The U.S. military will scale down the annual exercise over human rights concerns, but won’t cancel it.
By Prashanth Parameswaran
June 13, 2015
On June 12, media outlets reported that the United States had decided this week to go ahead with preparations for Cobra Gold 2016 — the Asia-Pacific’s largest annual multinational military exercise — despite lingering rights concerns.
According to the Associated Press, senior State Department official Scot Marciel told a congressional hearing on June 11 that the Obama administration would move forward with Cobra Gold 2016 but that the exercise would be scaled down again because of the political situation in Thailand, where a military junta continues to rule after seizing power in a coup last May.
The report publicly confirms what many had already expected. The decision is essentially the same as the one Washington made last October when it chose to go ahead with a scaled down version of Cobra Gold 2015. As I have written previously, this course allows the administration to signal its disapproval with the rights situation in post-coup Thailand while preserving an engagement that is a crucial part of not only the U.S.-Thai relationship, but U.S.-Asia policy as well (See: “US-Thailand Relations and Cobra Gold 2015”). Though Cobra Gold began as a bilateral drill between the United States and Thailand, it has grown to involve some 30 countries including Japan and China.
The administration appears to have made the call this year far earlier than it did in 2014. That will be a point not lost on those involved in planning the exercises, which takes longer than most appreciate. Last year, the administration deliberated for so long that some worried it may have been too late to even hold the exercise in February as scheduled even if a decision was eventually made to proceed.
Indecisiveness was already beginning to affect the necessary planning that would go into Cobra Gold 2016 this year. In April, the U.S. embassy in Bangkok confirmed that the Concept Development Working Group, the committee which plans the exercises, had delayed its initial planning meeting scheduled to take place from March 24-26 in Hawaii. At the time, embassy spokeswoman Melissa Sweeney had to clarify that while the meeting was delayed, no decision had been made about whether to hold the exercise or not. On the Thai side, officials were waiting for Washington to make up its mind but expecting preparations – including a summer meeting in Thailand – to be held as usual. Now that a decision has been made, such balancing acts will no longer be necessary.

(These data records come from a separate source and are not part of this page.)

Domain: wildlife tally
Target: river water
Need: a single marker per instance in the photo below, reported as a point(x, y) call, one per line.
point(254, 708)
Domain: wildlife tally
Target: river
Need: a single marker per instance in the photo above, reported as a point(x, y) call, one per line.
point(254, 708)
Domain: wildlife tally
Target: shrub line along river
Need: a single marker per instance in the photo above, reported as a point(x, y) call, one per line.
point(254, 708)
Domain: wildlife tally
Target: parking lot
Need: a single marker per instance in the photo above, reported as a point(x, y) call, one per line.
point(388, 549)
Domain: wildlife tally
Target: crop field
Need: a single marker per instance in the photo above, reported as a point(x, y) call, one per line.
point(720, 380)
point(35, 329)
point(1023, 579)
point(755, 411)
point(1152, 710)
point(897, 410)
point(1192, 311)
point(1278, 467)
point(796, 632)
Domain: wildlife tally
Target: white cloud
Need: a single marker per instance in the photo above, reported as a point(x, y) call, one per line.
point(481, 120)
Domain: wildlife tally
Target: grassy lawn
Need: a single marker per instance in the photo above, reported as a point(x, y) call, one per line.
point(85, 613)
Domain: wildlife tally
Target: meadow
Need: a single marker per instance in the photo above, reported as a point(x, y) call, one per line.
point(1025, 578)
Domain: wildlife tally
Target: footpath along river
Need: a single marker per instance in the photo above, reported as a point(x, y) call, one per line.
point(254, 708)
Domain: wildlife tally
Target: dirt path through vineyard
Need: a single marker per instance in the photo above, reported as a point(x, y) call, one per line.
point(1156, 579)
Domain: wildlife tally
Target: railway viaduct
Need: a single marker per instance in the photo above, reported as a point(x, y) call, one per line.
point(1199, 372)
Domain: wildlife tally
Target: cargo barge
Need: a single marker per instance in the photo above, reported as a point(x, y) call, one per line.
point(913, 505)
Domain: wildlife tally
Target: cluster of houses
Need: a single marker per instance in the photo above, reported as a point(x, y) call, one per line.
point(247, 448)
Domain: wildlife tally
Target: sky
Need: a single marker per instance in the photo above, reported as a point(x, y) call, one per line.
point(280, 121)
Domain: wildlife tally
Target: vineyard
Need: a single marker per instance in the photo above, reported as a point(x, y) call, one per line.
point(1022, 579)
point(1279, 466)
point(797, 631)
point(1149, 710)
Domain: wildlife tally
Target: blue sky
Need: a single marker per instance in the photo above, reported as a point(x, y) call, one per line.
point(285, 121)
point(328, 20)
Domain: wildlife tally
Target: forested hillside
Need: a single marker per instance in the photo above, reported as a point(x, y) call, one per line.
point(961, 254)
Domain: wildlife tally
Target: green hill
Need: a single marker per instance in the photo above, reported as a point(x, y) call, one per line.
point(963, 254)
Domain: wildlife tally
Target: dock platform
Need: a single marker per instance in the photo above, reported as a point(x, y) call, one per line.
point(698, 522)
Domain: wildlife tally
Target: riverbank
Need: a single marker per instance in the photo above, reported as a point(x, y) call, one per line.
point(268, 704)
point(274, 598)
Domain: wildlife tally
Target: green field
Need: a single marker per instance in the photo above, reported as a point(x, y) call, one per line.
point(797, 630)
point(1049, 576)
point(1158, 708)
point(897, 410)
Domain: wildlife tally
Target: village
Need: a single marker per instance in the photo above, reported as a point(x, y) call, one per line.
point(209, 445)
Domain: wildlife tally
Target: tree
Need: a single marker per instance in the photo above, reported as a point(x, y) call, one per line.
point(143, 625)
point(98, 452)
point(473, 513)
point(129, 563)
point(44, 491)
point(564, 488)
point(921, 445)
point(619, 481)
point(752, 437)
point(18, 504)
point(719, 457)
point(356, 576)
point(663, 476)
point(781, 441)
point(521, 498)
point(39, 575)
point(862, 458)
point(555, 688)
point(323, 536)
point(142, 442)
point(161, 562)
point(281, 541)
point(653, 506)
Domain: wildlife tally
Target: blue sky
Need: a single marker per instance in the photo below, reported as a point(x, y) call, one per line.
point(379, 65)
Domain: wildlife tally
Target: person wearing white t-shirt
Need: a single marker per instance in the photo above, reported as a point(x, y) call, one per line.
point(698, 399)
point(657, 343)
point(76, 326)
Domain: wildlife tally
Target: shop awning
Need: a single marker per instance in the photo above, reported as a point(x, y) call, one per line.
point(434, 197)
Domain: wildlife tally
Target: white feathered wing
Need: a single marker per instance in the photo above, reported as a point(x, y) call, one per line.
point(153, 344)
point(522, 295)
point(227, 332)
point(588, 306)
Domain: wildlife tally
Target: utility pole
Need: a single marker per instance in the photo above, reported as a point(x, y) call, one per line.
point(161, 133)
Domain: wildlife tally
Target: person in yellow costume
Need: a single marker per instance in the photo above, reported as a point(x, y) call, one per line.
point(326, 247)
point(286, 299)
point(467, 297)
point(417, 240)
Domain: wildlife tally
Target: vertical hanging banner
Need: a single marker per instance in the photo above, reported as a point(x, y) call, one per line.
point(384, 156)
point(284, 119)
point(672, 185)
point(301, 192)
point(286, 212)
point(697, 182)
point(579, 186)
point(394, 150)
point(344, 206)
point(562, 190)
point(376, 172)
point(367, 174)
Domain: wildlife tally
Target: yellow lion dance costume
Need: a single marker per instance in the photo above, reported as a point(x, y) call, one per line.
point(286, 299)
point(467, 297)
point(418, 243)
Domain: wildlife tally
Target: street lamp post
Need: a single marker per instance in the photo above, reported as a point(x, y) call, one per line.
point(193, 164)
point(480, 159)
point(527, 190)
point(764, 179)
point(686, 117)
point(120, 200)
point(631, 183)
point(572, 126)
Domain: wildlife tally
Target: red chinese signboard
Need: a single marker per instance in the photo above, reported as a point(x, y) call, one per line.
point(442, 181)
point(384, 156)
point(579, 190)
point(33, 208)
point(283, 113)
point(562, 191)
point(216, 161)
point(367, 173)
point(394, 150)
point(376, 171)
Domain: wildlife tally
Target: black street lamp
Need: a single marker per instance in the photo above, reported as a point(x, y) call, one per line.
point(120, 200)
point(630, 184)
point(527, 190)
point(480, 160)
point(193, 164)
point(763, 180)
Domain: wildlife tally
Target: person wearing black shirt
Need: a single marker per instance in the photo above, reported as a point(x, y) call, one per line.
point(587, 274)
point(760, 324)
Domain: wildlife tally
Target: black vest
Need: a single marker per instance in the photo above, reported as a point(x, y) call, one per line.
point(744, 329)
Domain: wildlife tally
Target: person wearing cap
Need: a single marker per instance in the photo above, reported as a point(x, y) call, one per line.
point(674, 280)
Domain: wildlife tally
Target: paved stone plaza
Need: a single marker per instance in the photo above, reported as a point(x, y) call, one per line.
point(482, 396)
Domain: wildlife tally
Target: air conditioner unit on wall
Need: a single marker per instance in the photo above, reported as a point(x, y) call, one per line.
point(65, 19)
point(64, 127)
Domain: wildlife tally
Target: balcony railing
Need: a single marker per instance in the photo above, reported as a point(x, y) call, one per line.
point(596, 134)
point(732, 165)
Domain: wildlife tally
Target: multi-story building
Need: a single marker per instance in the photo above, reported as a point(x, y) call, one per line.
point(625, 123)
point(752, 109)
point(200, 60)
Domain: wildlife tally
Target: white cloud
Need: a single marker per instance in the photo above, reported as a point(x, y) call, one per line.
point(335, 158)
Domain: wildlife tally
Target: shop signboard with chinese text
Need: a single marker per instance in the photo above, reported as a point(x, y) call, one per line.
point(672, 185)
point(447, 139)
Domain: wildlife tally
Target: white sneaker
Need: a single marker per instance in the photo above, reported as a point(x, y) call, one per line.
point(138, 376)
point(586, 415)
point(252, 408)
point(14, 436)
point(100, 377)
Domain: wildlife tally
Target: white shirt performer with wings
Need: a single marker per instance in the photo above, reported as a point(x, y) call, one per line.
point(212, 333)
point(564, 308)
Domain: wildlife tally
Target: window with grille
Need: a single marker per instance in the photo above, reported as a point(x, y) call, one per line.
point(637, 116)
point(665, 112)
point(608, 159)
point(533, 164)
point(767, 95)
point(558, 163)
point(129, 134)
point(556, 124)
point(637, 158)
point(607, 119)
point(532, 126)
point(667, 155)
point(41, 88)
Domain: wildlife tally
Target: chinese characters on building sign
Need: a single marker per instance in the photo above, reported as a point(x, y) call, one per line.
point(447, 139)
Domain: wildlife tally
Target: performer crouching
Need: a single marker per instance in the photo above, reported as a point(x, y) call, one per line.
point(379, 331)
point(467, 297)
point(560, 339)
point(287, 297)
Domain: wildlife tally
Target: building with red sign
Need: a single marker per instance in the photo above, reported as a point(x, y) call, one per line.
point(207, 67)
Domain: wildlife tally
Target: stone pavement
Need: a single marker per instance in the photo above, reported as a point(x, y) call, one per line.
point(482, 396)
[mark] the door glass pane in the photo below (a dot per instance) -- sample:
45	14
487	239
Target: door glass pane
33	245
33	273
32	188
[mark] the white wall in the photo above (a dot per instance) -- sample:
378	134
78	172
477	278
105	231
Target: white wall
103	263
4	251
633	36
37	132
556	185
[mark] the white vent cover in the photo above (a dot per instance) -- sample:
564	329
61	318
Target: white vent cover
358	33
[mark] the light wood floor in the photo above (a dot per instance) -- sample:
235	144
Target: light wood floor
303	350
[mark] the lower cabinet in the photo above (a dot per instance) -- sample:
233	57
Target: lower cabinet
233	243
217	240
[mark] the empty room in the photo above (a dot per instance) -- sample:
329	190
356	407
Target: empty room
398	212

Important details, however, still remain undisclosed. Those familiar with the planning of such exercises know that ‘scaling down’ has to be translated into specifics – whether it is the number of U.S. troops participating or what the various components of the exercise will involve. For instance, last year’s ‘scaled down’ Cobra Gold meant that the number of U.S. troops was reduced to just 3,600 and a large-scale, live-fire exercise associated with amphibious landing was canceled. It is unclear whether the scaling down will play out in the same way and occur to the same degree for Cobra Gold 2016. Thailand’s reaction to this will also be interesting to watch. As I noted in a previous piece, the ruling junta struggled with how to explain the ‘scaling down’ last year since it got to the heart of the legitimacy of its rule.
Of course, much of this will be determined depending on the state of U.S.-Thai relations more generally. The run-up to last year’s Cobra Gold was especially messy because ties had deteriorated during the weeks leading up to it, with top U.S. envoy for East Asia Daniel Russel’s public rebuke of the ruling junta in a January 26 speech provoking a fierce backlash. Since then, both sides have tried to improve the relationship. Thailand charged its newly appointed ambassador Pisan Manawapat in February with quickly mending ties in Washington, while the Obama administration nominated a new U.S. ambassador to Thailand in April following a six month vacancy for the post (See: “US Nominates New Envoy to Thailand Amid Strained Ties”).
But ties will also be a function of how the situation evolves in Thailand. As it is, things aren’t looking all that good. Elections, which were supposed to be held late last year, have now been postponed again till at least September 2016 (See: “When Will Thailand Hold Its Election?”). Martial law has been lifted, but many of the security provisions included in the interim constitution contain similar restrictions on civil liberties. The environment in Thailand is far from one that would allow for the “inclusive political process” that U.S. officials continue to call for. And yet, things could also get much worse in the coming months, with discontent among rival political factions once again spilling into the streets and further setbacks to democracy.
In a prepared joint statement for the congressional hearing, Marciel and his two U.S. government colleagues expressed hope that Thailand would continue to be a crucial partner for the United States in Asia if it creates democratic institutions of governance and reconciles competing political factions. At least for now though, that remains a big if.